2. OLE DB source -> Aggregate -> OLE DB dest

Configure Aggregate transform to group by all columns.

No.2 might be more efficient. Would you like to try and tell us the results? I'm very interested to know.|||Actually there is a third way and that is to use the T-SQL statement to do the dedupe. This can be much more efficient than either of the 2 mentioned above since the engine is optimized to do this especially if it can use an index. I think you would have to do some benchmarks to determine which is optimal for your particular scenario.

Thanks,
Matt|||I have actually been using a T-SQL statement up until now and I has been working okay. However all of a sudden performance have degraded significantly which made me wonder if there was any alternative ways.

I hope to get around to make some benchmarks during the weekend and promise to post the results.

Thanks for your help so far.

- Sune

Monday, February 20, 2012

Online Data Transform

Dear All,

I am new to SSIS, and just watched some of the webcasts and take a look at SSIS Hands on Lab on the MSDN site.

I want to handle an online data transformation scenario which has some data mappings between. I want the SSIS to add each new record in source table, insert in the destination tables online. If this is possible, please let me know where can I find a sample package and configurations.

Happy new year,
Sassan

What is an "online data transformation"?

What do you mean by "insert into the destination table online"?

Do you mean that you want each record in a source table to be inserted into a destination table? If so, what exactly are you having trouble achieving?

Please be more specific.

-Jamie

|||

Dear Jamie,

Thanks for taking time to answer my question.

Your assumption from my scenario is right. I just wanted to know whether SQL 2005 support this scenario and if yes, I need a sample package and its configuration.

Look forward to hearing from you ASAP.

Regards,
Sassan

PS. I use BizTalk Server 2004 now and I want to change it using SSIS

|||

There are lots of SSIS samples provided with SQL 2005, take a look.

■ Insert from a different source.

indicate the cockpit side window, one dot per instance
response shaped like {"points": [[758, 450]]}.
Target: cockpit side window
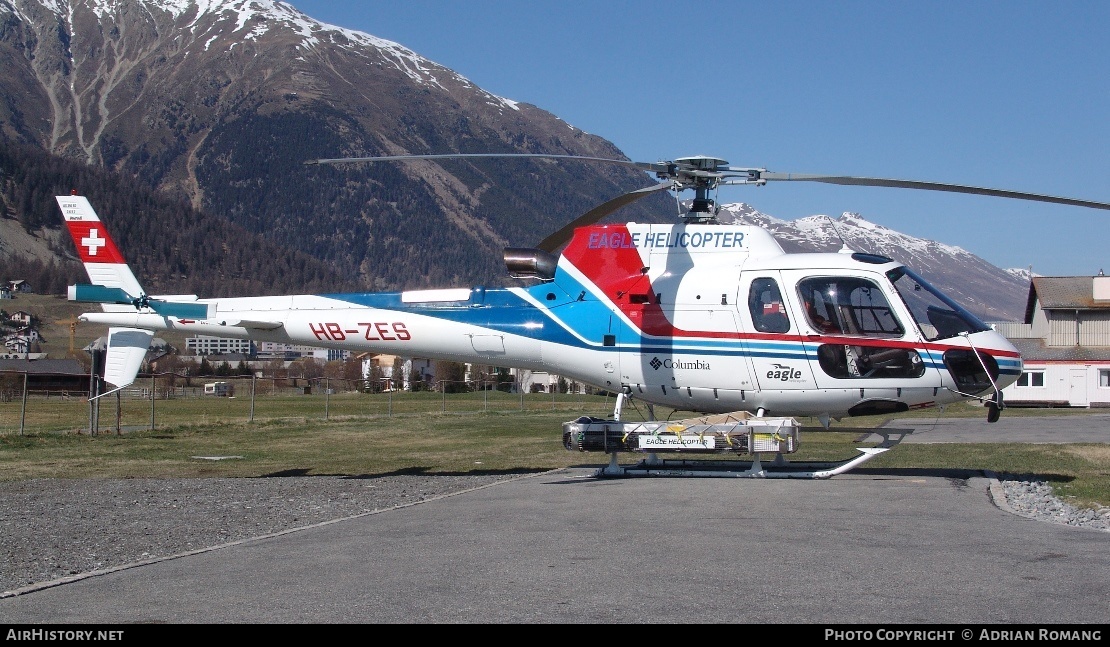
{"points": [[848, 305], [937, 316], [765, 303]]}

The task you are describing seems to fit exactly Import/Export Wizard goals - just run the wizard, follow it, and it will create the package you need.

If needed, you may then open this package in BI Dev Studio and modify it further.

|||

Dear Michael

As I am working with the BI Dev Studio and ran some of the Hands On Labs, I see that after I create the package, I must run it (Or schedule to run it regurarly) and then all the data wil be transformed by the rules I set.

I need something like trigger in order my package run by each record addition in source.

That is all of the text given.